The Higher Education Act (HEA), the piece of federal legislation that dictates higher education policy, including government financial aid programs, has expired as of April 30. Congress is extending the Act until its renewal is completed and passed, with lawmakers expecting to pass the rewritten bill before the July 4 recess. The HEA, which became law in 1965, is reauthorized about once every seven years.
Congress is overhauling the Act as part of its efforts to introduce standard regulations that would affect college campuses nationwide to an unparalleled degree, said A. Scott Sudduth, the newly appointed director of the University’s Washington, D.C., Federal Relations office.
Music and video piracy, campus safety, credits for Advanced Placement exams, student loans, and financial aid are among the topics that fall within HEA’s broad scope. If passed, the cost of implementing these regulations could cause universities, including the University of Chicago, to raise their tuition costs in order to meet the updated standards of compliance, Sudduth said.
“Higher education is regulated in a variety of ways by Congress,” Sudduth said. “This reauthorization of the Higher Education Act has more than 120 new reporting requirements for higher education.
“The reauthorization covers everything from looking at institutional accreditation to how Advanced Placement exam scores should be looked at by schools like University of Chicago,” Sudduth said.
Additionally, the legislation includes clauses on campus safety, an issue that rose to prominence in the wake of the Virginia Tech shooting last year. The updated Act would include provisions on campus crime and safety, missing students, campus emergencies, and student mental health, Sudduth said.
Another of HEA’s provisions would extend the length of federal Pell Grants for students from nine months to 12 months, which would allow students to use the grant money to pay for summer school. Due to increased enrollment, some universities, such as those in the University of California system, encourage students to enroll in summer classes. The grant extension would decrease the financial strain on students who attend school year-round, Sudduth said.
However, Sudduth said that the Act would not set regulations on admissions policies, adding that the new provisions would not infringe upon a school’s ability to determine enrollment.
“The legislation sets broad standards for higher education institutions but leaves universities to set their own admissions and enrollment policies,” he said.
The new version of the Act also forces universities to implement stricter rules on music and video piracy conducted over university Internet networks. The provision, which is being debated and has not yet been approved by the Senate, would require universities to purchase computer tools to detect illegal file sharing among students, faculty, and administration over university networks. The Act would also require schools to offer a discounted legal downloading program for students through a vendor such as iTunes, Sudduth said.
Sudduth added that many higher education institutions, including the University of Chicago, are willing to educate students on the dangers of violating copyright laws but do not feel that they should regulate it on their networks.
“A very small type of illegal file sharing happens across university networks. We do not like to look at the networks. Far more of this happens across private networks. The music industry should talk to the major providers as well,” he said.

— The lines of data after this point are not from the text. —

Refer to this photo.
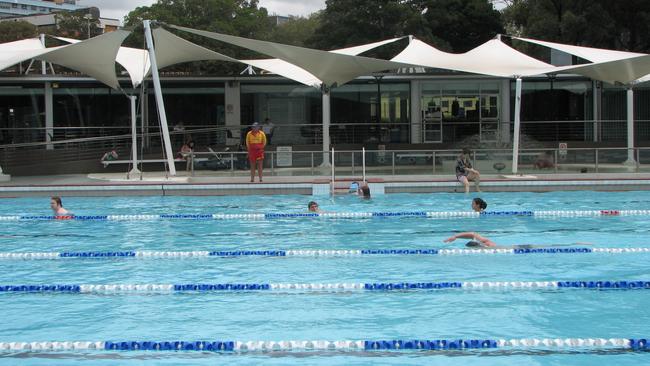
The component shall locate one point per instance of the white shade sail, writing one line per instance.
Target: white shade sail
(12, 53)
(356, 50)
(135, 61)
(331, 68)
(491, 58)
(626, 71)
(172, 49)
(630, 69)
(587, 53)
(22, 45)
(94, 57)
(291, 71)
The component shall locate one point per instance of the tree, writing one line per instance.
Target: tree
(622, 25)
(296, 31)
(234, 17)
(78, 24)
(461, 24)
(15, 31)
(347, 23)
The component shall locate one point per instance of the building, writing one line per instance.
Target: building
(46, 21)
(17, 8)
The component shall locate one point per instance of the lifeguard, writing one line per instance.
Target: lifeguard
(255, 143)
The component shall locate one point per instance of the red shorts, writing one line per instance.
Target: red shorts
(255, 155)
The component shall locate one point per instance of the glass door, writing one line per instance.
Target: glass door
(489, 118)
(431, 118)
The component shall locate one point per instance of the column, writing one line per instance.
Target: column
(416, 113)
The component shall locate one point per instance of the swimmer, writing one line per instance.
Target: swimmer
(312, 206)
(478, 205)
(354, 187)
(57, 207)
(364, 191)
(478, 241)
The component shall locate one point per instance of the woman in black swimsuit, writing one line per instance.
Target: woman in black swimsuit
(465, 172)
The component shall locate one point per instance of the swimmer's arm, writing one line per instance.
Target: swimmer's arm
(465, 235)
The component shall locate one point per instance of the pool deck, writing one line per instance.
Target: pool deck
(155, 184)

Vice President and Chief Information Officer Greg Jackson said that the University would easily be able to offer students a deal with a legal music vendor but added that network regulation would prove problematic.
Not only does the technology not currently exist for that type of regulation, monitoring illegal file sharing has nothing to do with the University’s core purpose, Jackson said.
“If a student is illegally downloading episodes of an HBO show, that’s an issue between the student and HBO,” he said. “The university is not responsible for the student’s downloads. There are a lot of things students could do wrong that we are not responsible for.”
According to Jackson, the Motion Picture Association of America (MPAA) and the Recording Industry Association of America (RIAA) have dramatically stepped up their campaign against copyright violations on university networks. Over the past two months, the University has seen complaints from the industries increase by five to 10 times despite a lack of evidence that illegal file sharing has increased at all during that time.
If the clause is approved and the regulation technology becomes available, regulating the University’s network would be costly enough that it could result in a tuition increase, Jackson said.
Sudduth said the provisions currently in the reauthorization bill would increase universities’ costs at a time when universities are trying to manage their budgets.
“I think there are some very good provisions in this bill that will help students, but implementing this legislation will come at a cost for higher education institutions,” he said.